La Bourse suisse se penche à son tour sur l'opacité des comptes de SAirGroup. Elle inflige «post mortem» un blâme sévère au groupe, pour avoir enfreint les normes comptables du Règlement de cotation. Selon la Bourse suisse, le groupe aujourd'hui en liquidation n'a pas donné une vision correcte de ses participations et de ses engagements dans son rapport financier intermédiaire 2000. Cette sanction vise directement l'ancienne direction, en particulier Philippe Bruggisser (ex-CEO) et son chef des finances, Georges Schorderet, ainsi que l'ancien conseil d'administration. Elle vient confirmer les conclusions en début d'année du rapport accablant d'Ernst & Young, commandé par Karl Wütrich, commissaire au sursis concordataire, qui a déjà dressé une longue liste d'infractions, de négligences et d'inexactitudes comptables. Selon ce rapport, les comptes 1999 et 2000 donnaient une vision déformée de l'état réel de la trésorerie du groupe.

Dans la sanction de la Bourse suisse, on retrouve le contrat de «put and call option» passé entre SAirGroup et Taitbout Antibes, détenu par le groupe Marine Wendel d'Ernest-Antoine Seillière, en relation avec la compagnie AOM, dont Swissair détenait 49,5% des parts. La société du patron des patrons français pouvait vendre, dès avril 2004, sa part de 51% d'AOM à un prix fixé par elle à SAirGroup.

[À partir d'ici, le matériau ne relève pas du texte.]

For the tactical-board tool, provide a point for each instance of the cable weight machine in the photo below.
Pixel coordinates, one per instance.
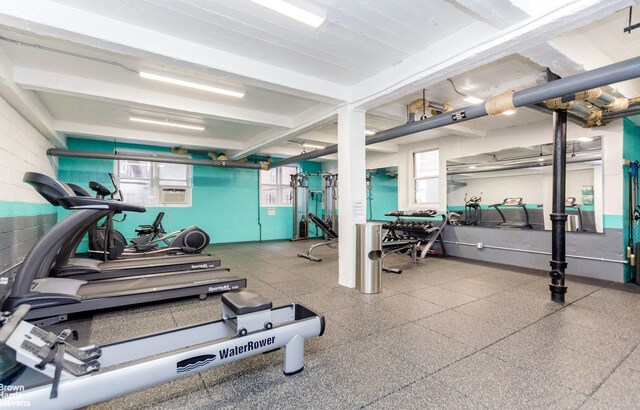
(302, 196)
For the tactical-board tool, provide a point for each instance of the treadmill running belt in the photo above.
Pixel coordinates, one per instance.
(153, 283)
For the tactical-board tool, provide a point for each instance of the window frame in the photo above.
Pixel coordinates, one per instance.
(279, 186)
(154, 181)
(432, 176)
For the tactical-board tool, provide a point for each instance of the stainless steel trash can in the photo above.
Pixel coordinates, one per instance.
(573, 223)
(369, 257)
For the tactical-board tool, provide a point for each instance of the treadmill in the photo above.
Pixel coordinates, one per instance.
(55, 298)
(67, 266)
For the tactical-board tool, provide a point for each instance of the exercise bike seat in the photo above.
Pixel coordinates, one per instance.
(245, 301)
(100, 190)
(149, 229)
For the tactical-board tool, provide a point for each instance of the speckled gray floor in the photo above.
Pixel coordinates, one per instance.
(446, 333)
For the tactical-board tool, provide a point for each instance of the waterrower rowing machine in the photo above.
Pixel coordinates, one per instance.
(43, 370)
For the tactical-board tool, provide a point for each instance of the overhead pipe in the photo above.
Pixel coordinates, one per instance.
(634, 109)
(599, 97)
(56, 152)
(610, 74)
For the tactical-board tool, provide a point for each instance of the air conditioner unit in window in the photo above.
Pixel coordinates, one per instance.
(171, 195)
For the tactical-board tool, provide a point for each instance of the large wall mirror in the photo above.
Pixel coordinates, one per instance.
(512, 188)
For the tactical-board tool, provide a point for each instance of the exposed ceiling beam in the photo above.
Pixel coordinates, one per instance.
(578, 48)
(53, 19)
(451, 56)
(463, 131)
(27, 104)
(58, 83)
(304, 123)
(131, 135)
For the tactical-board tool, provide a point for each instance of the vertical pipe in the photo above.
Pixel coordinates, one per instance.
(558, 215)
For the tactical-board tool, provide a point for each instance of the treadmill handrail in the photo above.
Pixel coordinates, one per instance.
(77, 202)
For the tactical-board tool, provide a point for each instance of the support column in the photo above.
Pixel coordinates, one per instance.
(352, 197)
(558, 215)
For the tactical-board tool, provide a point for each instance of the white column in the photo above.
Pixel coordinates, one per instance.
(351, 189)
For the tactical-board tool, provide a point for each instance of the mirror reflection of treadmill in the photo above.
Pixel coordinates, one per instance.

Cet engagement illimité de rachat aurait dû figurer dans l'annexe du rapport semestriel, car il représentait une valeur potentielle de plusieurs centaines de millions de francs suisses. Le rapport d'Ernest & Young est allé encore plus loin, puisqu'il a pointé du doigt le rôle du groupe Marine Wendel, permettant aux Suisses de contourner les dispositions européennes qui prévoient qu'une société helvétique ne peut pas détenir une participation majoritaire dans une compagnie européenne.

Autre infraction mentionnée par la Bourse suisse dans ce même rapport: SAirGroup n'a pas non plus comptabilisé le gain issu du transfert dans son fonds de roulement des participations détenues dans Delta Airlines, Galileo (services de réservation) et Equant (télécommunications).

En raison de ces deux négligences, estime la Bourse suisse, les actionnaires n'ont pas pu se faire une idée de la situation financière réelle du groupe au 30 juin 2000. Rappelons qu'à cette époque, la situation comptable était déjà faussée. Lors de la présentation des résultats du groupe en mars 2000, Phillippe Bruggisser avait présenté un milliard de francs de surplus inscrit au bilan, provenant en fait de la caisse de pension des employés de Swissair. Ce fut un tollé général: on avait crié, à juste titre, à l'hérésie comptable, car en aucun cas les avoirs du 2e pilier des employés ne peuvent être inscrits dans le bilan comme fortune de l'entreprise. Ils sont, en effet, juridiquement complètement indépendants. Le débat avait fait rage sur l'interprétation et l'application des normes comptables IAS. Celles-ci permettent d'harmoniser les comptes des multinationales cotées en Suisse et à l'étranger, mais posent problème eu égard à la particularité de la prévoyance professionnelle helvétique.

La sanction de la Bourse suisse tombe bien tard, alors qu'à cette époque on soupçonnait déjà des irrégularités comptables. Karl Wütrich, en vacances, n'a pas pu être joint. Mais il a déjà déclaré qu'il envisageait de déposer éventuellement des plaintes en dommages et intérêts contre les anciens dirigeants du groupe et du conseil d'administration, ainsi que contre la société de révision PricewaterhouseCoopers, responsable des comptes de 1999 à 2000.